A publicação destaca seis princípios éticos relacionados às GenAIs: proteção da autonomia humana, assegurando que profissionais tragam a palavra final em decisões no sistema de saúde, e não as máquinas; promoção da proteção e bem-estar das pessoas além do interesse público; garantia da transparência, explicabilidade e inteligibilidade da tecnologia para que profissionais da saúde tenham total compreensão do que estão utilizando e em quais condições a tecnologia foi desenvolvida; promoção da responsabilidade e prestação de contas da IA; garantia da inclusão e da equidade na aplicação e desenvolvimento da tecnologia; e, por fim, a promoção de uma IA responsiva e sustentável.

Liderar em meio a esse cenário exige boas doses de resiliência, muita disposição para mediar e resolver conflitos – incluindo os geracionais – e ampla escuta ativa. Aqui, cabe um olhar cauteloso  sobre a habilidade de ouvir atentamente: uma cultura justa, na qual os colaboradores se sentem seguros e livres para trazer suas sugestões, reportar eventuais falhas, erros e não conformidades, é o que potencializa – ou abre caminho – para a prática dessas competências.
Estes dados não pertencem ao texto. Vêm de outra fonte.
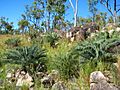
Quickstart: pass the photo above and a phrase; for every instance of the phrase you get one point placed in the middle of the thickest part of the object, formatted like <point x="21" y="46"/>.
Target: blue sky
<point x="13" y="9"/>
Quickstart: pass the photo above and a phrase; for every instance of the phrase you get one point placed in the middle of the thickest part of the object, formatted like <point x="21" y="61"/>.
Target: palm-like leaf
<point x="27" y="57"/>
<point x="97" y="48"/>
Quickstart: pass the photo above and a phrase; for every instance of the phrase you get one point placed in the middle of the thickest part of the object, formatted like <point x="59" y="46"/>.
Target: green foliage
<point x="67" y="65"/>
<point x="97" y="48"/>
<point x="52" y="38"/>
<point x="22" y="25"/>
<point x="13" y="42"/>
<point x="31" y="58"/>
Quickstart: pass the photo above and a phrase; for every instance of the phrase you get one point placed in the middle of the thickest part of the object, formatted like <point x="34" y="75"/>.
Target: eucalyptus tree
<point x="35" y="13"/>
<point x="92" y="7"/>
<point x="112" y="6"/>
<point x="23" y="25"/>
<point x="5" y="26"/>
<point x="56" y="10"/>
<point x="75" y="10"/>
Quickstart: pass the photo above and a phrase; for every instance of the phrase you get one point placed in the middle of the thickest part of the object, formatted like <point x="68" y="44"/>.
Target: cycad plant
<point x="52" y="38"/>
<point x="97" y="48"/>
<point x="31" y="58"/>
<point x="13" y="42"/>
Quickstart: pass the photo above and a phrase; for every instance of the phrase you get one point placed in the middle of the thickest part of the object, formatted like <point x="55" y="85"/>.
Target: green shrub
<point x="31" y="58"/>
<point x="13" y="42"/>
<point x="98" y="48"/>
<point x="52" y="38"/>
<point x="67" y="65"/>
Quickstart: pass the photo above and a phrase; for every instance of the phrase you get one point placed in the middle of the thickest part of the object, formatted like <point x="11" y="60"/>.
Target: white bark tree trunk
<point x="75" y="10"/>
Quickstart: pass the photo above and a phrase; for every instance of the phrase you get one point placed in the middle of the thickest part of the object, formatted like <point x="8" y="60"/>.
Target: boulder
<point x="50" y="79"/>
<point x="99" y="82"/>
<point x="24" y="79"/>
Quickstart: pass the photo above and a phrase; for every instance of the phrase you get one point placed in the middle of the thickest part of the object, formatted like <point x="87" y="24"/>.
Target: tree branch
<point x="117" y="10"/>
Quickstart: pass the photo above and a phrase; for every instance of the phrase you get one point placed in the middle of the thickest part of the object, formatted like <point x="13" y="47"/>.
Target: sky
<point x="13" y="9"/>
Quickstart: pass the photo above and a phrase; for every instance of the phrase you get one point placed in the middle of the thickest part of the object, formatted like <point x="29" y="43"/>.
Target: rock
<point x="1" y="82"/>
<point x="24" y="79"/>
<point x="9" y="75"/>
<point x="59" y="86"/>
<point x="97" y="76"/>
<point x="99" y="82"/>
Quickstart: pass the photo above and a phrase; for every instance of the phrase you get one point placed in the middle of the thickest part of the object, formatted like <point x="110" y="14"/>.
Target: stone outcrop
<point x="50" y="79"/>
<point x="99" y="82"/>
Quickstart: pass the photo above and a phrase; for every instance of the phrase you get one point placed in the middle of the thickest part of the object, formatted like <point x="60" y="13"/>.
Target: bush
<point x="98" y="48"/>
<point x="67" y="65"/>
<point x="13" y="42"/>
<point x="31" y="58"/>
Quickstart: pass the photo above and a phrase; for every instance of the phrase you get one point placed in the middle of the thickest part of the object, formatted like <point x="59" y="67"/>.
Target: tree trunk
<point x="75" y="10"/>
<point x="48" y="21"/>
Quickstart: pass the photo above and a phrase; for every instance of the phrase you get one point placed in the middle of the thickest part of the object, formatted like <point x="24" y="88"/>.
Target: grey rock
<point x="59" y="86"/>
<point x="99" y="82"/>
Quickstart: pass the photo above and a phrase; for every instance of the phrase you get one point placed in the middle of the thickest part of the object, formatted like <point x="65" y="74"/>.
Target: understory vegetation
<point x="51" y="39"/>
<point x="72" y="60"/>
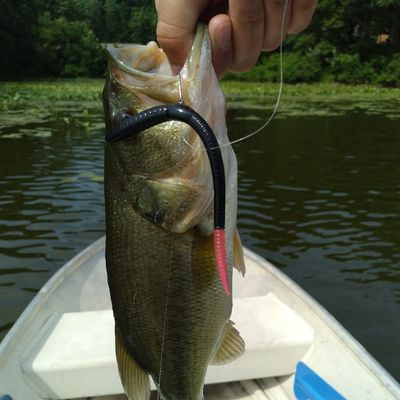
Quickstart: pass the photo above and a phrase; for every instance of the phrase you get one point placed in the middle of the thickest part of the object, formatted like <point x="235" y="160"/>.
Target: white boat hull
<point x="62" y="345"/>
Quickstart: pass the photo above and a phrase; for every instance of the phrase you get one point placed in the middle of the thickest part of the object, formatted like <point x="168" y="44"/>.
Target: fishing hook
<point x="146" y="119"/>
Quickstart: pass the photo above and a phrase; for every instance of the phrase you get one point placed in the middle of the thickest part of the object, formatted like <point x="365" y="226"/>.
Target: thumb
<point x="177" y="20"/>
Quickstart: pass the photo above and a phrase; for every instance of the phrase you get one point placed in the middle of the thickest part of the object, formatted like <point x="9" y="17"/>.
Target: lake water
<point x="319" y="196"/>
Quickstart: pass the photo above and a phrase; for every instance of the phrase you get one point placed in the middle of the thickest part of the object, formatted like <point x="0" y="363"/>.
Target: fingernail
<point x="223" y="37"/>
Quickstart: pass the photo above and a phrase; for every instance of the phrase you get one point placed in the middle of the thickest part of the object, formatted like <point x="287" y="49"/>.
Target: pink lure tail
<point x="220" y="256"/>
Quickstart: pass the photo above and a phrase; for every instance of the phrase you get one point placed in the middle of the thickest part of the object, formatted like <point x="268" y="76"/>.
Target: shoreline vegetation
<point x="353" y="42"/>
<point x="83" y="89"/>
<point x="38" y="98"/>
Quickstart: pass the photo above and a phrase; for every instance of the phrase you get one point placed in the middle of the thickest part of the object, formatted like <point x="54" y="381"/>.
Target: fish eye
<point x="121" y="116"/>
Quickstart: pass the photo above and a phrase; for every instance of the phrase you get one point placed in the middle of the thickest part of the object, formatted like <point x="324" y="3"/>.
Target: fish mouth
<point x="143" y="66"/>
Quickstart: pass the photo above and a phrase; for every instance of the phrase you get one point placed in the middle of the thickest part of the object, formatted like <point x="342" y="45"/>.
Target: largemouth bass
<point x="171" y="311"/>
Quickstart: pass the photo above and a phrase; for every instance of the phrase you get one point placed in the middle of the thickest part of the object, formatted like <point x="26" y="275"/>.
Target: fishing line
<point x="278" y="100"/>
<point x="165" y="319"/>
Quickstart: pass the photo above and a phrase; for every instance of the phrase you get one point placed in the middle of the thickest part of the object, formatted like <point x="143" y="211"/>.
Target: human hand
<point x="239" y="29"/>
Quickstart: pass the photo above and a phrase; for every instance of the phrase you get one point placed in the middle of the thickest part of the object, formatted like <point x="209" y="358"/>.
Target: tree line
<point x="350" y="41"/>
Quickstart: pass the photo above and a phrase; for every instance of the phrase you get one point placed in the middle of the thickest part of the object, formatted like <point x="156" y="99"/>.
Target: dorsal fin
<point x="232" y="346"/>
<point x="238" y="256"/>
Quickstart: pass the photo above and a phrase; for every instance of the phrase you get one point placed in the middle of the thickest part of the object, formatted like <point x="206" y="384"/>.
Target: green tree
<point x="68" y="48"/>
<point x="18" y="32"/>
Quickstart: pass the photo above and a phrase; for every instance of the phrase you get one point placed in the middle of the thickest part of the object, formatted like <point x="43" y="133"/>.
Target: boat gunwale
<point x="29" y="313"/>
<point x="369" y="363"/>
<point x="361" y="353"/>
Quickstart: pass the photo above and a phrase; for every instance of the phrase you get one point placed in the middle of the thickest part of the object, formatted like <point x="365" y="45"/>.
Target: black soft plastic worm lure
<point x="132" y="125"/>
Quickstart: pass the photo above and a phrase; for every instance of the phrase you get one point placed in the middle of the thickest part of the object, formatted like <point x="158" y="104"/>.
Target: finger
<point x="176" y="26"/>
<point x="276" y="11"/>
<point x="247" y="18"/>
<point x="302" y="12"/>
<point x="220" y="29"/>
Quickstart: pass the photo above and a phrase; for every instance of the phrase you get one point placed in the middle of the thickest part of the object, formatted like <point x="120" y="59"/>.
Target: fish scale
<point x="168" y="302"/>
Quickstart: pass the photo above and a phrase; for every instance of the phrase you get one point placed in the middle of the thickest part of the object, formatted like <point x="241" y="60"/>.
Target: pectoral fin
<point x="232" y="346"/>
<point x="173" y="204"/>
<point x="238" y="256"/>
<point x="135" y="381"/>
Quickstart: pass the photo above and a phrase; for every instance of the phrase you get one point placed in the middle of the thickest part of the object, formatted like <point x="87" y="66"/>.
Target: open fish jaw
<point x="170" y="309"/>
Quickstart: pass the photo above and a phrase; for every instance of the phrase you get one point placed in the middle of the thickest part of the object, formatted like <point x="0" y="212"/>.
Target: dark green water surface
<point x="319" y="196"/>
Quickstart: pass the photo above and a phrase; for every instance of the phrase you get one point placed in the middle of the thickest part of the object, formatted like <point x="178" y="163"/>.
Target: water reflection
<point x="318" y="196"/>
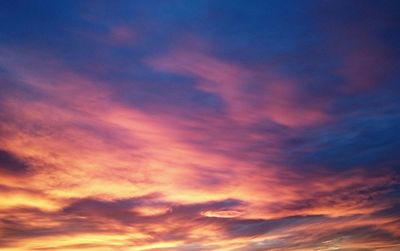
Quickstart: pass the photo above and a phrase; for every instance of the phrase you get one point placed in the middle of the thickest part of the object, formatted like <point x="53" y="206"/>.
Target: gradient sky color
<point x="200" y="125"/>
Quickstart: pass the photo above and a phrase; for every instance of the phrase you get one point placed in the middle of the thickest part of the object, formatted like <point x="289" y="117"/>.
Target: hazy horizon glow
<point x="199" y="125"/>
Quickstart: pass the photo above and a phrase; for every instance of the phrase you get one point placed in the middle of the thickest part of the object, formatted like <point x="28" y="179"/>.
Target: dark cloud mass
<point x="199" y="125"/>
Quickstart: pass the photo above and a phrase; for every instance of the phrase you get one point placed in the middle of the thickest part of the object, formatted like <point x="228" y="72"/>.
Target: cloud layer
<point x="209" y="125"/>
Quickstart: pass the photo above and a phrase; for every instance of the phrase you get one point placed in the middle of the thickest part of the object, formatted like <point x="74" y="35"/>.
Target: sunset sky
<point x="195" y="125"/>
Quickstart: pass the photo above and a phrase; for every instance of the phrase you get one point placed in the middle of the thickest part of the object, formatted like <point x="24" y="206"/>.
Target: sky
<point x="200" y="125"/>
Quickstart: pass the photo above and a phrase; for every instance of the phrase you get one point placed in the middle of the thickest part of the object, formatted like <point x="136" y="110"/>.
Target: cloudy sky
<point x="194" y="125"/>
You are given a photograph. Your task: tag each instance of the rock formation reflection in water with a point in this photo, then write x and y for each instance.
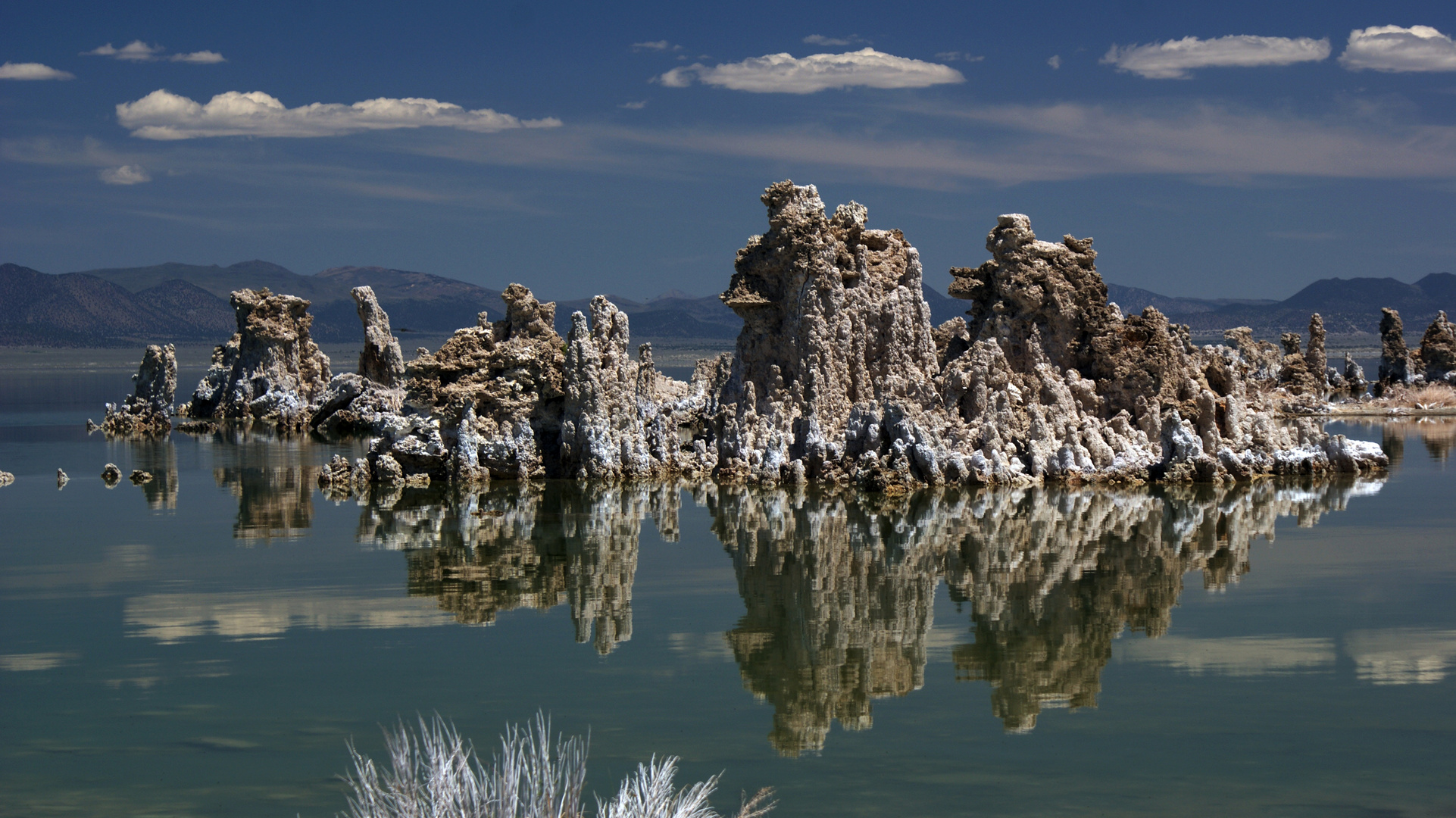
(839, 589)
(271, 479)
(839, 585)
(527, 545)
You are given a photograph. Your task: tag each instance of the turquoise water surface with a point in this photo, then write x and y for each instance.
(205, 644)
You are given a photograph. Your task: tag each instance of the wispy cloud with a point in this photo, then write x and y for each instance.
(958, 57)
(139, 52)
(1173, 60)
(33, 72)
(134, 52)
(124, 175)
(821, 39)
(783, 73)
(202, 57)
(164, 115)
(1395, 48)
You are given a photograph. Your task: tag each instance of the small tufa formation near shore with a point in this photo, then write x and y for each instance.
(270, 370)
(1436, 358)
(148, 411)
Nesse sentido, retórica não basta: é preciso começar praticando com quem é de dentro. No ambiente assistencial, falamos que é preciso “cuidar de quem cuida”, o que pode tomar corpo por meio do fomento à diversidade e inclusão, oferta de cuidado aos colaboradores, acolhimento, prevenção de riscos, promoção de uma relação de confiança, transparência e meios de fortalecer uma cultura justa que estreita vínculos. Isso não pode ser visto como gasto, mas como investimento, que traz ganhos para o negócio e toda a sociedade.

Em janeiro deste ano o Fórum Econômico Mundial lançou um relatório em que aponta o calor extremo como o principal risco global no curto prazo. Em 2025, o Brasil será palco da 30ª Conferência da ONU sobre Mudanças Climáticas (COP30). Mais que apontarmos culpados para as catástrofes humanitárias, é preciso assumir nosso papel como agentes de transformação.

Tempos desafiadores exigem criatividade e inovação. E inovar não significa, necessariamente, fazer algo novo, e nem pode ser visto como sinônimo de tecnologia, mas buscar formas diferentes de fazer. É tornar o ordinário extraordinário. Que possamos buscar na simplicidade do ordinário, começando por quem está a nossa volta, caminhos para os desafios do presente.